Thailand’s healthcare gaps put elderly in peril

By: David Hutt - Posted on: June 22, 2016 | Featured

With its elderly population on the rise, Thailand will need to take action as it becomes the ‘old man’ of Southeast Asia

Sampao Jantharun, 78, assists Somjit Phuthasiri, 90, in a wheelchair as they head to their residence at Wellness Nursing Home Centre in Ayutthaya, Thailand.

elderly
Photo: Athit Perawongmetha/Reuters

The duty of caring for elderly relatives is one shared by people throughout the world, not least those in Southeast Asia.
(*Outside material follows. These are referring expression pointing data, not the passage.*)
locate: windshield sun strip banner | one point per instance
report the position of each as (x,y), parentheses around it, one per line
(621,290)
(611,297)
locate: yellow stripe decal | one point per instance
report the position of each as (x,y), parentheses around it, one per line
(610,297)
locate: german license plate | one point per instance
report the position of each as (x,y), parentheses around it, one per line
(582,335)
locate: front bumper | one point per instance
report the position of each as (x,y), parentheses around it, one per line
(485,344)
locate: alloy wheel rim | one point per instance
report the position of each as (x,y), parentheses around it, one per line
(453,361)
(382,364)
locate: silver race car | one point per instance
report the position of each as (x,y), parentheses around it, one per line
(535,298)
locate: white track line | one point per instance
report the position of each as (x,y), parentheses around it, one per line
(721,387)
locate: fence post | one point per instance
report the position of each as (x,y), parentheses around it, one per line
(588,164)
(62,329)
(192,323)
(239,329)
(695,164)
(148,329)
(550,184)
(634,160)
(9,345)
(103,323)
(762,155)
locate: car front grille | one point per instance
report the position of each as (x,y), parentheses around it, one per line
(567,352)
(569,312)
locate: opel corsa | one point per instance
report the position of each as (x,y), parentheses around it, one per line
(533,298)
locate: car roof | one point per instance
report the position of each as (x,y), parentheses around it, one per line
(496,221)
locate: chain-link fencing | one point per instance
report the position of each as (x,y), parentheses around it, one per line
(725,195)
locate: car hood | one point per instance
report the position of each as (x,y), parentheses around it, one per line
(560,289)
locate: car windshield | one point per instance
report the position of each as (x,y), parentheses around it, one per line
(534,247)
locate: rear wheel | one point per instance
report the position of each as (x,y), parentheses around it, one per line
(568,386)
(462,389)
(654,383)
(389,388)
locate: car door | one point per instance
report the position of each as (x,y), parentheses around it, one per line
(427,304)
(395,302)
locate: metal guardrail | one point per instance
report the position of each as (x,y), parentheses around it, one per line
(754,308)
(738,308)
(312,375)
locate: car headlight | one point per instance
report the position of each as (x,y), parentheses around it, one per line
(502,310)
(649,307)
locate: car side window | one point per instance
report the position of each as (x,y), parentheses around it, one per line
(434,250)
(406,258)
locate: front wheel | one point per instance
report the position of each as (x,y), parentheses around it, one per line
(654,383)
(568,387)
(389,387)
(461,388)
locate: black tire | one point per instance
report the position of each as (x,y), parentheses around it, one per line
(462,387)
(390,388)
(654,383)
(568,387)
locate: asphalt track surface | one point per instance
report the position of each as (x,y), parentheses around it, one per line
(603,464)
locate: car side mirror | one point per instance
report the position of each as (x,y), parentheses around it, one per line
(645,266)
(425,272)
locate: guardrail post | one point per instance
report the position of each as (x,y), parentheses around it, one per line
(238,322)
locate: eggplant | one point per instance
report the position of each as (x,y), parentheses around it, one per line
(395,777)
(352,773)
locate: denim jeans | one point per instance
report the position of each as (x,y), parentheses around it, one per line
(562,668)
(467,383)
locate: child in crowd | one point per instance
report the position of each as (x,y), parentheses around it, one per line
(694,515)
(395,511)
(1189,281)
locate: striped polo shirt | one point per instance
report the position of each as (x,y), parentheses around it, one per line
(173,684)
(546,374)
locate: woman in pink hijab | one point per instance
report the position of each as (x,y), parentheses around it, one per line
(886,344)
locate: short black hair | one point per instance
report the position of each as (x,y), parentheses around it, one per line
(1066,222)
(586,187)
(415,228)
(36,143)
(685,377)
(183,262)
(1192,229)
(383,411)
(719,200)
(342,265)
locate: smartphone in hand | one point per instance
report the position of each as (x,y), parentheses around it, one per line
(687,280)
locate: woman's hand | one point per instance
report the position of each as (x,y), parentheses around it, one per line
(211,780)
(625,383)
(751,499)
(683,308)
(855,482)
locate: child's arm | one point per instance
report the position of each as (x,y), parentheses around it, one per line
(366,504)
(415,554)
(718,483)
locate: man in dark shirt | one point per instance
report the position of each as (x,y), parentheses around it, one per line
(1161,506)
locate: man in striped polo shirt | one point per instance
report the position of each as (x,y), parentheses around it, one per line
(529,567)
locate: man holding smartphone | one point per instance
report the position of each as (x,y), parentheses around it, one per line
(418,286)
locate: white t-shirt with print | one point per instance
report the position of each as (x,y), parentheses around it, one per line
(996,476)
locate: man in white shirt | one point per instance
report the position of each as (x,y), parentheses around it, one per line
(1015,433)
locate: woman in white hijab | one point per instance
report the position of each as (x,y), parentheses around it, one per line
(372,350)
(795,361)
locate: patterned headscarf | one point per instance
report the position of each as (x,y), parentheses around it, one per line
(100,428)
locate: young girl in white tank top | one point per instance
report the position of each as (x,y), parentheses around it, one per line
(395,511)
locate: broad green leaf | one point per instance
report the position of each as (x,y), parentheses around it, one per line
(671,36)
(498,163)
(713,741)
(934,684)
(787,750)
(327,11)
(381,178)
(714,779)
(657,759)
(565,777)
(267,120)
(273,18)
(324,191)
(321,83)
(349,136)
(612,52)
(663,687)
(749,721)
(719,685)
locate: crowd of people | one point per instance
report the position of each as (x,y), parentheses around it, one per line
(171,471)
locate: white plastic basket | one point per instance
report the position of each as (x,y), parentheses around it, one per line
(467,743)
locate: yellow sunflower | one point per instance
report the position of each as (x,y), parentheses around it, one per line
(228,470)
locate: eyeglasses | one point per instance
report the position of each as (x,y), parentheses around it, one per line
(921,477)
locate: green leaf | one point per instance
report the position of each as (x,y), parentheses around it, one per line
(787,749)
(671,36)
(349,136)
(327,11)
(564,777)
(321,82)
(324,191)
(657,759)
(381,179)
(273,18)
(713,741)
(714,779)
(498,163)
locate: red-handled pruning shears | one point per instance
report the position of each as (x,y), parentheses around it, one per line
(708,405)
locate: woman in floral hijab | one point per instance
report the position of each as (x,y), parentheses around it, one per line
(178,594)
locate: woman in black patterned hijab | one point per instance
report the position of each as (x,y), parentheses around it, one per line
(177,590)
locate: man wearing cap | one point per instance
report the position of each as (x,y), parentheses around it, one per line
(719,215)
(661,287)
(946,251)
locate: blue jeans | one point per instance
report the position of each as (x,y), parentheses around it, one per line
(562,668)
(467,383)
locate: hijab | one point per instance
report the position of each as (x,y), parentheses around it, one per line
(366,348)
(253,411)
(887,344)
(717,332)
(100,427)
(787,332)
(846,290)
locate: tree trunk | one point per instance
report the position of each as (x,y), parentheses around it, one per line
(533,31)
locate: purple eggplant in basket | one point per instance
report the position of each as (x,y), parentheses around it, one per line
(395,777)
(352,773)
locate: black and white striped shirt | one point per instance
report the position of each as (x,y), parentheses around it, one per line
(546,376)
However, according to the Health Insurance System Research Office, a state agency led by Thailand’s Ministry of Public Health, Thais spend as much as a third of their household incomes – at least $217 per month, on average – on tending to ageing relatives.

What’s more, this economic responsibility is only set to worsen, because Thailand’s working-age population is expected to decline this decade – the only country in the region that will experience such a generational shift, making it the future ‘old man’ of Southeast Asia.

The UN estimates that the number of Thais aged between 15 and 64 will peak next year, but then dwindle afterwards. In 2010, just 9% of the population was above 65 years old – by 2030, this will rise to almost 20%.

According to a recent Voice of America report, almost a quarter of Thais do not possess a pension or other savings for retirement. “It is going to be a burden on the younger generation,” Sutayut Osornprasop, a human development specialist at the World Bank, told the broadcaster.

In response, the Thai government has floated a number of possible solutions in recent years, including raising the age of retirement so that Thais would have to work for longer.

But a number of experts have pointed to Singapore as a guiding example for the Kingdom. The city-state’s affliction of an ageing population and low birth rates became apparent decades ago, but Singapore rallied against the side effects by increasing migration and developing a social security system that provides pension funds and subsidised healthcare.

Thailand also has universal healthcare coverage, introduced in 2002, yet a recent World Bank report found many old people were unable to access such services, either because of geography or finances. “Once the elderly people become dependent and need others to bring them to health facilities, the frequency of using services at health facilities generally drops,” the report stated, adding this was particularly pronounced among the rural poor.

The same report claimed that unless healthcare gaps for the elderly are improved in Thailand the consequences of an ageing population will be acute.